= Alex Paul Menon =

Indian civil servant

Alex Paul Menon is an Indian Administrative Services officer of 2006 batch. He was kidnapped by Maoist rebels in Chhattisgarh state in 2012 and freed after 12 days of captivity. He is currently posted as Development Commissioner of MEPZ Special Economic Zone which Includes TAP (Tamil Nadu, Andaman Nicobar Islands, Pondicherry ) Region .

== Early life ==
Alex Paul Menon was named after famous politician V. K. Krishna Menon by his father who was affiliated with Indian National Congress. Mr.

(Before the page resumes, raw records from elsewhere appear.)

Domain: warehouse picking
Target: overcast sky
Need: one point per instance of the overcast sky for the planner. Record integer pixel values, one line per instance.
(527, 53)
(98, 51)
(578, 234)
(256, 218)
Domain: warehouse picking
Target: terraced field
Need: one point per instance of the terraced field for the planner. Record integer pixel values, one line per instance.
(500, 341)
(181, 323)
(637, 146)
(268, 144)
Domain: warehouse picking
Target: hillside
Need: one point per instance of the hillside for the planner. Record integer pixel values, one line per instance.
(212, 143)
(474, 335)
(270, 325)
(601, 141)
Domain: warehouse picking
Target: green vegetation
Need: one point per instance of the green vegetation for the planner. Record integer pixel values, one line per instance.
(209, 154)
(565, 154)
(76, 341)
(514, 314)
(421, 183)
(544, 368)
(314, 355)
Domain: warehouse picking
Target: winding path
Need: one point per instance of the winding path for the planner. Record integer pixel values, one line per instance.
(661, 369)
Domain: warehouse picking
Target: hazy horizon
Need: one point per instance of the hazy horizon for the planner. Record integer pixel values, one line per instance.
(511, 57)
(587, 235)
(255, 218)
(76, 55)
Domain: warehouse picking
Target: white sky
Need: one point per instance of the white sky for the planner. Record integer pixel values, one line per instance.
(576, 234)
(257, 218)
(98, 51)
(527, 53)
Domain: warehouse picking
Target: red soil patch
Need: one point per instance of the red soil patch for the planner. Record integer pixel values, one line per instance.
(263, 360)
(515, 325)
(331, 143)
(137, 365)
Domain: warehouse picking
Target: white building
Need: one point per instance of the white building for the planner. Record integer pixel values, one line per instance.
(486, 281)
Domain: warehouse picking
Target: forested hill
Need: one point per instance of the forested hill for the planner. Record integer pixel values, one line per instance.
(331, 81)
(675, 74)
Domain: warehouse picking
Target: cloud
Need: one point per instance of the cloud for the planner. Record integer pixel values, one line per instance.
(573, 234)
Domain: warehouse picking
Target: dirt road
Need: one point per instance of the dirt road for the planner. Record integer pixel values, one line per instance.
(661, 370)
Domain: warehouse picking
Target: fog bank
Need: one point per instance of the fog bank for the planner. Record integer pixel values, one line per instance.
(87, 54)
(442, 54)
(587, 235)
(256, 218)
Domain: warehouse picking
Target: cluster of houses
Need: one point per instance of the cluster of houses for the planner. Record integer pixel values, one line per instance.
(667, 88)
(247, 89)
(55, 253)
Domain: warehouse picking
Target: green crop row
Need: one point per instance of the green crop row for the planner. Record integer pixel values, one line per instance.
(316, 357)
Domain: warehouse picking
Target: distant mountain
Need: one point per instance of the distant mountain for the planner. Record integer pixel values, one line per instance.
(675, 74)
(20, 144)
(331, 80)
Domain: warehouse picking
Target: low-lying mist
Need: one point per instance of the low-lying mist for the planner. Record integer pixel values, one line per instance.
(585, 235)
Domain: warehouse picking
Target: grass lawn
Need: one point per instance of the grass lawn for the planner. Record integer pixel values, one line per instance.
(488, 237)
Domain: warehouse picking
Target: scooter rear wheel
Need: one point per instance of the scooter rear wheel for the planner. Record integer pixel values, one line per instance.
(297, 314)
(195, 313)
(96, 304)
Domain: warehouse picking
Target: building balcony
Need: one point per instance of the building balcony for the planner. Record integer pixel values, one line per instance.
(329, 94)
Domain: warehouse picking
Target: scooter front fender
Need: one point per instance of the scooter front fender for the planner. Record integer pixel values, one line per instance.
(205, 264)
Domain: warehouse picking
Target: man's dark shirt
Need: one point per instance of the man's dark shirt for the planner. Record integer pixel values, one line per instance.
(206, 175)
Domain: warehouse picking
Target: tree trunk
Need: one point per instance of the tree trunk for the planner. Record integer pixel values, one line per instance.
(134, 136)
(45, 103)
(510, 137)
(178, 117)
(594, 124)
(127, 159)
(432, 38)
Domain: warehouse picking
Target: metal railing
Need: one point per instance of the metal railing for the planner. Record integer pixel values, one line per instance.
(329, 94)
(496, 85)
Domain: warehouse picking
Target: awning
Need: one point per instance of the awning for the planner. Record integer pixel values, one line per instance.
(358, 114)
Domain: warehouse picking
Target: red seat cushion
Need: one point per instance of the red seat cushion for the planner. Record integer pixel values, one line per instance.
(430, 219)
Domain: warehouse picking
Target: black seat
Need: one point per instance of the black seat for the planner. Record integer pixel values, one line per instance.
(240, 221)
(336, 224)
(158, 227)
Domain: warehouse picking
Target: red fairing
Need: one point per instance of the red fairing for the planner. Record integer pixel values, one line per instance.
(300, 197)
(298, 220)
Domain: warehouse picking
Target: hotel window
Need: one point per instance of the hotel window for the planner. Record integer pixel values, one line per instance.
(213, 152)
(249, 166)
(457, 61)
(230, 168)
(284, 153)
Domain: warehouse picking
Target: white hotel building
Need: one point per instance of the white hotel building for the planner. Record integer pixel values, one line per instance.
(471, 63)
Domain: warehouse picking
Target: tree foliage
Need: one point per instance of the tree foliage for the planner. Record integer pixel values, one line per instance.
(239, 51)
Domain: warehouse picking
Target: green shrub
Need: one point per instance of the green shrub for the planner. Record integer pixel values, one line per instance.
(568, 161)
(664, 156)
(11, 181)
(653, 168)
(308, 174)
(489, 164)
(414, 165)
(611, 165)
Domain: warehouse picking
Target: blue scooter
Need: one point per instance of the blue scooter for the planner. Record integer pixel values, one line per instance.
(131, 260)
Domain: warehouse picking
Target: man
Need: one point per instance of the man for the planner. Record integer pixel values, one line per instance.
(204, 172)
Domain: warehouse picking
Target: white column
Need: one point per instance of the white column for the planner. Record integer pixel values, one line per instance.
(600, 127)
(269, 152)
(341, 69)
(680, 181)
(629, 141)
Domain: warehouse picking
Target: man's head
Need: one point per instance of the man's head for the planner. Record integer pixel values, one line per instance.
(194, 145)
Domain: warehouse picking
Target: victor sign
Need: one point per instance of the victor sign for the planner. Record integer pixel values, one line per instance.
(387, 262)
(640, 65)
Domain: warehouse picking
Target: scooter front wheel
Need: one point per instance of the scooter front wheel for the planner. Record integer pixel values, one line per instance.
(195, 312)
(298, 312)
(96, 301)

Alex Menon did electronics engineering from Madurai Kamaraj University and earned a master's degree in public policy.

== Career ==
Menon started his career in 2007 working at Govt of Chhattisgarh as an IAS officer.

== Kidnap ==
On April 21, 2012, Menon attended a meeting of tribal villagers to hear about their problems and developmental needs and to announce the introduction of modern agriculture and horticulture techniques to boost the income of villagers at Majhipara, a Sukma village. While he was attending the meeting, the rebels killed two security guards traveling with Menon and kidnapped him taking as a hostage. He was released from captivity on May 3, 2012. Menon is the first collector to have been abducted by the Maoists in Chhattisgarh.